"Hello, we're the Zeros from Chula Vista."
Called the "Mexican Ramones" though they developed parallel to the Forest Hills foursome, the Zeros were one of the wellsprings of American punk. Rock revisionism disguising a loving traditionalism (like the Ramones, the Zeros were acolytes of the affect of girl groups and the derangement of surf psychedelia), they played punk as attitude and approach, not style.
When I first came across the band, it just confirmed my suspicion that punk somehow expressed the Latin condition. After all, the first time I came across a record by my fellow Queens misfits in torn jeans I pronounced their name "Rah-MOH-ness."
I never saw the Zeros in its heyday -- the band was broken up by 1980 and I had little clue of punk history outside NY until I lived out West -- and age-wise, most of 50-60 people at Southpaw couldn't have either.
There were a lot of canas on us bopping to "Don't Push Me Around," but not all of us were paunchy middle-aged punks. There was a gaggle of shellac'd garage mods, their shags, striped shirts and pointy Beatle boots the same I remember in Cavestomp in the 80s. There were also a few cholo-billies barely old enough to get in the club, too sweet in their bangs and skinny black vest. And of course the usual Brooklyn crew of gringos on cool safari.

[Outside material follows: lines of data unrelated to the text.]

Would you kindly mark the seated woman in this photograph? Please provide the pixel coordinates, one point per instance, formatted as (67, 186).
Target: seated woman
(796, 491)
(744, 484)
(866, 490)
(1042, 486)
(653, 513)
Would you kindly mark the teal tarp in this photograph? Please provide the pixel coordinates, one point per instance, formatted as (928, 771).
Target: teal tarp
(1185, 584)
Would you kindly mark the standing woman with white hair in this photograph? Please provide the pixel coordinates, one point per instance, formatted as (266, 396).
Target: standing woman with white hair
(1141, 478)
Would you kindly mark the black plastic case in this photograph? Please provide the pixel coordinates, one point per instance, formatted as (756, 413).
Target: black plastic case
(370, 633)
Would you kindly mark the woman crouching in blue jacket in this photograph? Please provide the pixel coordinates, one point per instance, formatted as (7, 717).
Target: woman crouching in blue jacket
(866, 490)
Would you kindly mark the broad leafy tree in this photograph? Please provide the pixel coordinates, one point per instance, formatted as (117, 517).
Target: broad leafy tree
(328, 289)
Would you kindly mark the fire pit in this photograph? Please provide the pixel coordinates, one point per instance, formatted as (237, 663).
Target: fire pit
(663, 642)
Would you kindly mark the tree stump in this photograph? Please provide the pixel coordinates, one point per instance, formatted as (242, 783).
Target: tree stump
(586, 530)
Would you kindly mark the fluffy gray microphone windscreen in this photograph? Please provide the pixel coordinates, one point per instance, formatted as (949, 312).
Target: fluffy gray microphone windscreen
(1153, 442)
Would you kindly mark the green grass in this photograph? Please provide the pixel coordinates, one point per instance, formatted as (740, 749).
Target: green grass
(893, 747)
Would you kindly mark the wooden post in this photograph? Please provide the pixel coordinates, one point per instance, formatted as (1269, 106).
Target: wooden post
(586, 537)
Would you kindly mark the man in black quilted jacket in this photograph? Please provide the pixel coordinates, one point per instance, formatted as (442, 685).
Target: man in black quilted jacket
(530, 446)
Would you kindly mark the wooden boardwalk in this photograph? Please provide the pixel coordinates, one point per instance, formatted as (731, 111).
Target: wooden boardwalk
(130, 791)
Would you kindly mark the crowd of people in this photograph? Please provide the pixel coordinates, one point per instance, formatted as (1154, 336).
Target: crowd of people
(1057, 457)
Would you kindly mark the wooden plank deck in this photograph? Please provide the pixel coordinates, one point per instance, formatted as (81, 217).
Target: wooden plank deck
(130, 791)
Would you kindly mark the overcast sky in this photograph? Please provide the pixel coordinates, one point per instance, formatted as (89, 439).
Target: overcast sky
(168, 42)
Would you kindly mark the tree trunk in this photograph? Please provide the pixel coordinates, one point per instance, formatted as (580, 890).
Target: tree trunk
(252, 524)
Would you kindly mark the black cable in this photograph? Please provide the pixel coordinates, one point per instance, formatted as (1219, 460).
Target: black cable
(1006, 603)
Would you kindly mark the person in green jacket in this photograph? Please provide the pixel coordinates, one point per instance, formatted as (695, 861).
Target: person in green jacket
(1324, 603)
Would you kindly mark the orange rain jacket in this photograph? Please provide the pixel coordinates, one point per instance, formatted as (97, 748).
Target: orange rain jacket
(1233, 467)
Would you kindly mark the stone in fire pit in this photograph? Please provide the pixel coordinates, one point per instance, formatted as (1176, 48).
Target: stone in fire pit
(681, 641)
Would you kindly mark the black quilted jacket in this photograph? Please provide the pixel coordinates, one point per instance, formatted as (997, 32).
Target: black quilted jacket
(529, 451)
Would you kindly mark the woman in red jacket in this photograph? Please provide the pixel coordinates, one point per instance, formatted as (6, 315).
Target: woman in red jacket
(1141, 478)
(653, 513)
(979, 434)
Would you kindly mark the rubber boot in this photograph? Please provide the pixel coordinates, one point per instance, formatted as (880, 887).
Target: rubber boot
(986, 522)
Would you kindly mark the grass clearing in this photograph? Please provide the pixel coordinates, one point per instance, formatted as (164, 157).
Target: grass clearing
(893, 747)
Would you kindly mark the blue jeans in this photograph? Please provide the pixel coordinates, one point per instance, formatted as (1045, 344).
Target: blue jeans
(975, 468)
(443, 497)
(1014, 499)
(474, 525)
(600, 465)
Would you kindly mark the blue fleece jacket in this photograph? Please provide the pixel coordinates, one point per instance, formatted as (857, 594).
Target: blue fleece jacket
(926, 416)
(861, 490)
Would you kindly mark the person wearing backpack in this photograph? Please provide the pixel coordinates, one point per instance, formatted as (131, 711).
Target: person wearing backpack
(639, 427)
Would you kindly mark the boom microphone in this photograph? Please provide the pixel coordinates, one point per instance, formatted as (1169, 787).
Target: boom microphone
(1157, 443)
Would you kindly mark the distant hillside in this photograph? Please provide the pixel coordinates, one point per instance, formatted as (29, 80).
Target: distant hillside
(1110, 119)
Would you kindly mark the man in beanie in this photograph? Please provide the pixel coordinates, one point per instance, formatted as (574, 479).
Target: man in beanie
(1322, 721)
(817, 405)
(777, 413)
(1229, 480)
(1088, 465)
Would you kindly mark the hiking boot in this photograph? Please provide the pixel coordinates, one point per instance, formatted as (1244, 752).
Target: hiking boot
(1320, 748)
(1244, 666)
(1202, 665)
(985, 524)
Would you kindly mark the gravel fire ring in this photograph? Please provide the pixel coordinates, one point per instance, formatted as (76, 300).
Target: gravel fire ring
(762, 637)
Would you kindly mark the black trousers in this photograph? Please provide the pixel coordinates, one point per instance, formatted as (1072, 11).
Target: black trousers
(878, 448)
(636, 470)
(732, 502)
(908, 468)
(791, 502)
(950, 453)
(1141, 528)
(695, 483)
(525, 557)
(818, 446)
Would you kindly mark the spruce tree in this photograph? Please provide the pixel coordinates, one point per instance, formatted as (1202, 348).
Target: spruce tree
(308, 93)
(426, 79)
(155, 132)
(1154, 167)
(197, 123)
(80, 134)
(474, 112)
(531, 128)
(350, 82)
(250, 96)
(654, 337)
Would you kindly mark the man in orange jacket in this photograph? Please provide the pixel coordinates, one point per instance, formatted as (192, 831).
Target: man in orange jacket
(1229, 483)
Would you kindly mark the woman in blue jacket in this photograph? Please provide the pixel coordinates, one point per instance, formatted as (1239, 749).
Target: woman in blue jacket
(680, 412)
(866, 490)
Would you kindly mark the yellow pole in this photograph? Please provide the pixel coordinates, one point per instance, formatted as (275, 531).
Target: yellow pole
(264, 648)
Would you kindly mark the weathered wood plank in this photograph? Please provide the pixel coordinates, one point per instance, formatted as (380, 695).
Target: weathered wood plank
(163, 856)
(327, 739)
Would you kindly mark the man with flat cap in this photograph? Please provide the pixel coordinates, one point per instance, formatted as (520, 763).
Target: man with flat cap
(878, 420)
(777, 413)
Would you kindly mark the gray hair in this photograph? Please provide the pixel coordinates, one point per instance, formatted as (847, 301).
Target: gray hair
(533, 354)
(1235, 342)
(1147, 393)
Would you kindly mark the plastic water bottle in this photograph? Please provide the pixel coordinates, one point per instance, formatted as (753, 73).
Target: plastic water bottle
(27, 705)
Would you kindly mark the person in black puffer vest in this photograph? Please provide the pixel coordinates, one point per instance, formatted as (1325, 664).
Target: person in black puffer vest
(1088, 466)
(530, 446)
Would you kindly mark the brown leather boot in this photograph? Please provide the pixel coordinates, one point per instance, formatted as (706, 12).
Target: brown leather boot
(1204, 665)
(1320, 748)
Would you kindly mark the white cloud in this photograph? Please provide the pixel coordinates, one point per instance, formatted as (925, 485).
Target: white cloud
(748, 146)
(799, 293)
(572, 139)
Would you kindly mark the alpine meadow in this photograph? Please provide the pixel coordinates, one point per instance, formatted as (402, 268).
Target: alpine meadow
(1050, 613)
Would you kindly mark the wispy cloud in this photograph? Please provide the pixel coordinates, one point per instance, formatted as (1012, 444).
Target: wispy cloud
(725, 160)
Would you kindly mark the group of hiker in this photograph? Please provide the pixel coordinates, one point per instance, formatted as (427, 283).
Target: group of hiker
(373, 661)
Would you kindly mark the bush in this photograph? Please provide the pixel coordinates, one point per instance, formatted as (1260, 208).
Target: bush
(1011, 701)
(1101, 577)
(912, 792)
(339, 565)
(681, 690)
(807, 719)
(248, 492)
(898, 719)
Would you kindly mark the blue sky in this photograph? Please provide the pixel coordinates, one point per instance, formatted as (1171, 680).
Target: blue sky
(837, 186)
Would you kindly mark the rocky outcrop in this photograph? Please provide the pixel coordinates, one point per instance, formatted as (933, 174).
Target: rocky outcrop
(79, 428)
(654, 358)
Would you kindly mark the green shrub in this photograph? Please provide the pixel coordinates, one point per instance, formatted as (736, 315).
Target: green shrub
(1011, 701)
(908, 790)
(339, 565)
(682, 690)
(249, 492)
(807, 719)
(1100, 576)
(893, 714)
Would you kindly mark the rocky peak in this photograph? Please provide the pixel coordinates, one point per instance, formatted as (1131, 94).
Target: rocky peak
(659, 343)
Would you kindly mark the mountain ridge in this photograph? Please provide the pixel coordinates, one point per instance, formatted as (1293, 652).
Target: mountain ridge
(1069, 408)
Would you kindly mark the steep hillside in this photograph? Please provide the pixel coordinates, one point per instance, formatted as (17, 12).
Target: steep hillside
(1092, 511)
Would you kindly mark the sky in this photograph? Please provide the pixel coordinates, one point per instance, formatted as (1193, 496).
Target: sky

And on the stage, four men in black pushing 50 playing teen rebellion music, songs they'd written in high school. Was it ridiculous? Actually, no. I think sometimes it takes the accommodations and disappointments of adulthood to really appreciate the bustout energy of youth.
Individually, the Zeros have remained active as musicians. Javier Escovedo (brother to Alejandro and a uncle to Sheila E.) has been in True Believers and Rank and File. Hector Peñalosa played in paisley underground band Flying Color in the 80s. And Robert Lopez is, of course, El Vez.
On stage, Javier had a little of the lineless yet hard living look of Johnny Cash, but seems to miss his role as lead singer just a little too much. He indulged in ax god clichés -- two or three times stepping to the lip of the stage and grinding on the guitar, all the better positioned for photo-snapping fans.
Robert, on the other hand, treated the whole affair like a serious goof. His trademark pencil-thin mustache, black suit, crisp white shirt and roach killer shoes giving him the look of a 50s Mexican movie star, he spent much of the show with an impish grin on his face, tossing out disarming patter that on a teen would have been amateurish, but he wore with grace.
"I've run out of things to say," he said around song #4. And in a shoutout to Mario Escovedo, Javier's younger brother and the concessioneer in back, Lopez said he "saw us practice in Javier's bedroom when he was 12. That's not true, Javier was never 12, he is... ageless."
As is the rush of the electric guitar.